O disco “Terra do Nunca” rendeu uma turnê que passou por Fortaleza, Canoa Quebrada e outras praias cearenses. “Foram uns 10 shows em 15 dias. O Flávio tirou férias e levou a gente pra todo lado”, lembra o baixista que reuniu sua banda e ainda convidou o trombonista Bocato e a cantora Vange Milliet. “Eu não conhecia ainda o Ceará e foi uma grande oportunidade que eu tive. Foi uma troca de energia inesquecível”, acrescenta Anna.

Falando de expectativas, miscigenação, medos e apreensões ante o novo milênio, “Terra do Nunca” foi dedicado ao indígena Galdino Jesus dos Santos, que morreu com o corpo incendiado enquanto dormia. Os assassinos eram filhos da elite brasiliense e alegaram que era “só uma brincadeira”. O que me chama a atenção é a atualidade temática. O Galdino foi queimado e, até hoje, matamos os índios, critica Flávio Paiva. “Nós não conseguimos estruturar uma elite que pensa ‘como a gente pode se colocar no diálogo global’, como é possível viver em um país com qualidade de vida. Na verdade, é: ‘Qual é o movimento da vez para que eu possa me dar bem’”.
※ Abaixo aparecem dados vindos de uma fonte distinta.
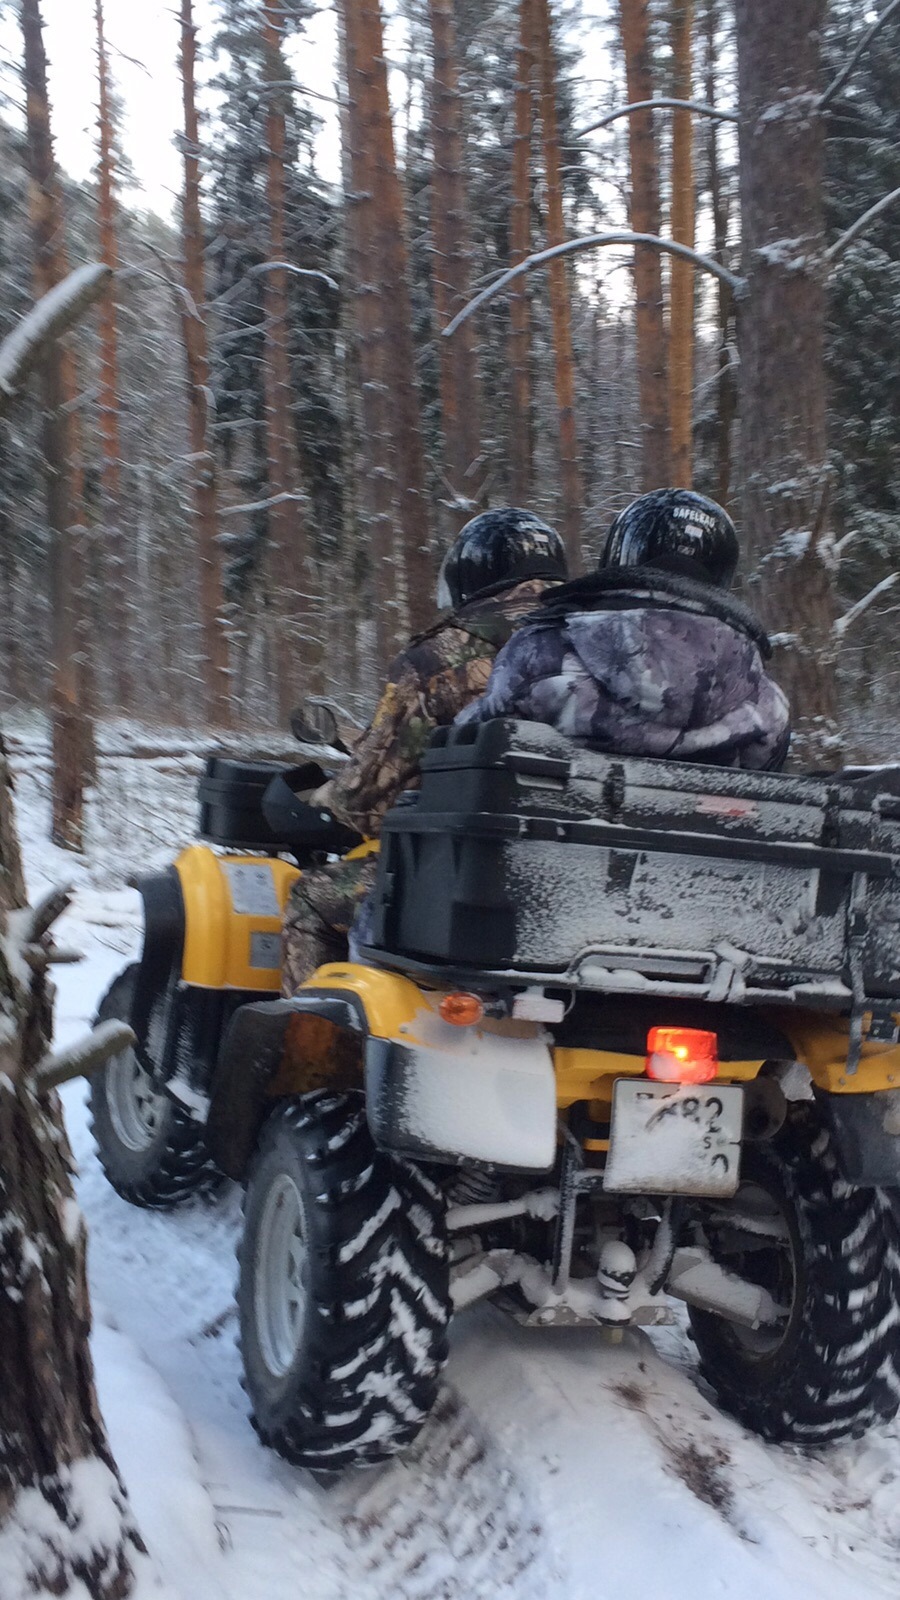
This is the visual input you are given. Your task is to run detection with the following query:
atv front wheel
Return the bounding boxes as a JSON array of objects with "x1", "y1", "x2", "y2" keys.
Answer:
[
  {"x1": 238, "y1": 1091, "x2": 451, "y2": 1471},
  {"x1": 89, "y1": 965, "x2": 224, "y2": 1209},
  {"x1": 688, "y1": 1101, "x2": 900, "y2": 1444}
]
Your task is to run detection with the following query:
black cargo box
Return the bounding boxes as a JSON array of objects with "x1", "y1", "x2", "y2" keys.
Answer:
[
  {"x1": 198, "y1": 758, "x2": 291, "y2": 850},
  {"x1": 366, "y1": 720, "x2": 900, "y2": 1009}
]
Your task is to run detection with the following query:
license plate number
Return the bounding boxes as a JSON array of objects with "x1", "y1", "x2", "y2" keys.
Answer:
[{"x1": 603, "y1": 1080, "x2": 743, "y2": 1198}]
Anna reflete: “A gente estava muito perto da virada do milênio, essa coisa apocalíptica. O Flávio estava muito com isso. A gente acabou absorvendo a música dele, transpirou e fez com que saísse algo nosso. Uma coisa mesmo de antropofagia. É arte, mais do que produto. É o resultado de três histórias, de três maneiras de fazer arte”. Lepetit segue na mesma linha, embora mais sucinto: “Só para encerrar, quero dizer que o Flávio é foda”.

QUEM É QUEM
Personagens

FLÁVIO PAIVA
Jornalista, escritor, cronista do Vida&Arte, nasceu em Independência (CE). Estreou em disco em 1994, com “Rolimã” e tem músicas gravadas por nomes como Zeca Baleiro, Chico César e Aparecida Silvino.

PAULO LEPETIT
Baixista, compositor e produtor nascido em Rio Claro (SP). Estreou ao lado de Itamar Assumpção na banda Isca de Polícia. Em 2015, dividiu com Zeca Baleiro e Naná Vasconcelos o disco “Café no Bule”.

ANNA TORRES
Natural de Lago da Pedra, na área amazônica do Maranhão. Cantora e compositora, ela reside em Paris onde desenvolve trabalhos com música. Seu mais recente projeto é o livro/CD “A cigarra autista”, já lançado em quatro idiomas.

OUTROS VIAJANTES
“Terra do Nunca” contou com outras presenças importantes, como o guitarrista Lanny Gordin, o baterista Gigante Brazil e o trombonista Bocato. Entre os parceiros de Flávio no repertório, tem Mona Gadêlha, Papete, Kátia Freitas e Cristiano Pinho.